El funcionario internacional refutó la postura del gobierno mexicano que sostenía que la resolución se basaba solamente en casos anteriores a 2017. Albán aclaró que el análisis examina la evolución de la situación hasta la actualidad. El Comité considera que el número de personas desaparecidas registradas, más de 132,400 al 19 de febrero de 2026, y su constante aumento son en sí mismos indicios de la magnitud del fenómeno a nivel nacional, “sin que se vislumbre una tendencia inversa”.
Por su parte, Kenia López Rabadán, presidenta de la Cámara de Diputados, criticó el rechazo del gobierno federal al informe del Comité de Desapariciones Forzadas de la ONU. La legisladora manifestó que hoy más de 130 mil personas están desaparecidas en México y advirtió que el Comité ha encontrado indicios fundados de que se cometen desapariciones como crímenes de lesa humanidad al ocurrir de forma sistemática.
López Rabadán alertó que “México no puede convertirse en referente internacional en desapariciones” y enfatizó que el país necesita “verdad, justicia y respuestas”. La diputada destacó la crisis forense, mencionando que hay 72 mil restos humanos sin identificar, cifra que representa 20 mil más desde que el Comité visitó el país en 2021, cuando se registraron 52,004 cuerpos. Además, se han encontrado más de 4,500 fosas clandestinas.
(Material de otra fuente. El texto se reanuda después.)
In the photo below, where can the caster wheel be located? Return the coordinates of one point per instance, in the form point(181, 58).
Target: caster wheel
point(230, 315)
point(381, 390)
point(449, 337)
La presidenta de la Cámara de Diputados afirmó que el informe de la ONU es una oportunidad de ayuda y no debe ser ignorado ni descalificado. “Se tiene que hacer algo, se debe éticamente hacer algo, no entrar en una discusión con la ONU, al contrario decirle a la ONU analizar la crisis de desaparecidos”, expresó. Agregó que México debe recibir “cooperación técnica, apoyo financiero y asistencia especializada en esta materia”.
En contraste con la postura legislativa, la Comisión de Derechos Humanos de la Ciudad de México (CDHCM) respalda la postura federal respecto a las desapariciones ante el informe de la ONU. María Dolores González, presidenta de la CDHCM, reconoció que el documento tiene fallas metodológicas y destacó que el mismo deja claro que “no hay evidencia para pensar que el gobierno de México tenga una política deliberada, ya sea por acción u omisión, para cometer desapariciones”.